Milano, 3 dicembre 2020 - Gli impianti sciistici resteranno chiusi durante le festività natalizie e riapriranno il 7 gennaio. E' quanto si legge nella bozza del nuovo Dpcm. "A partire dal 7 gennaio 2021, gli impianti sono aperti, agli sciatori amatoriali solo subordinatamente all'adozione di apposite linee guida da parte della Conferenza delle Regioni e delle Province autonome e validate dal Comitato tecnico-scientifico, rivolte a evitare aggregazioni di persone e, in genere, assembramenti", si stabilisce. Via libera, invece, agli "atleti professionisti e non professionisti, riconosciuti di interesse nazionale dal Comitato olimpico nazionale italiano, dal Comitato Italiano Paralimpico e/o dalle rispettive federazioni per permettere la preparazione finalizzata allo svolgimento di competizioni sportive nazionali e internazionali o lo svolgimento di tali competizioni". 

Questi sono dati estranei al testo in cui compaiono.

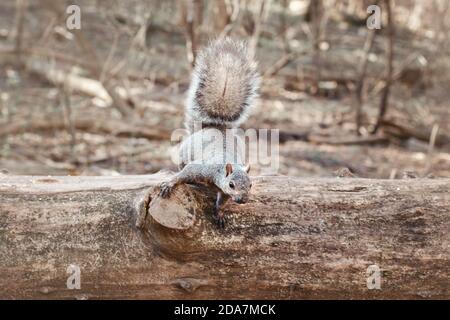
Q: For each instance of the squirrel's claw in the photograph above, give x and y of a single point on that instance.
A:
(165, 189)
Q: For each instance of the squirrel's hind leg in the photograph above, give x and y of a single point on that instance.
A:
(218, 214)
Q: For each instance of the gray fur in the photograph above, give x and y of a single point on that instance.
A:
(224, 85)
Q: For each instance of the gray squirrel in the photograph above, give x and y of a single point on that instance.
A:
(223, 87)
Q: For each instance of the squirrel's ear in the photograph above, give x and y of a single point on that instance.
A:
(228, 169)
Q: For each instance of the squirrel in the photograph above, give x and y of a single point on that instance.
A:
(224, 84)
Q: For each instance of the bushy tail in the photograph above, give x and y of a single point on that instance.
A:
(224, 84)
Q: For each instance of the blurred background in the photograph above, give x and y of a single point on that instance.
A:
(104, 99)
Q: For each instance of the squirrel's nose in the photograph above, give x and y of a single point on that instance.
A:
(240, 200)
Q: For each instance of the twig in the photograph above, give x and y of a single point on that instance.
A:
(390, 57)
(253, 43)
(362, 69)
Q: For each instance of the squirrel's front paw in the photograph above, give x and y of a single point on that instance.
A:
(219, 218)
(165, 189)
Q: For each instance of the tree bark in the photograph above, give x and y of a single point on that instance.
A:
(295, 239)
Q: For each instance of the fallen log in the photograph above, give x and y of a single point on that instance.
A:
(296, 238)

La mancata apertura degli impianti per le festività natalizie è un tema molto sentito in Lombardia: basti pensare che il Natale senza lo sci rischia di costare caro, visto che 700 milioni dei circa 10 miliardi di fatturato generato a livello nazionale dal turismo invernale legato alla neve - secondo le stime diffuse da Confindustria e Anef (Associazione nazionale esercenti funiviari) - arrivano dalla Valtellina e dalla province di Bergamo, Brescia, Lecco, Como.  Negli scorsi giorni  le regioni alpine, per evitare gli assembramenti nelle località turistiche e allo stesso tempo far partire la stagione turistica, avevano avanzato alcune proposte. Ad esempio concedere le vacanze di Natale sugli sci, ma solo per chi pernotta almeno una notte nelle diverse destinazioni o per chi possiede o affitta una seconda casa nelle zone sciistiche. Ma il governo è intenzionato a mantenere la linea del massimo rigore, per scongiurare una terza ondata.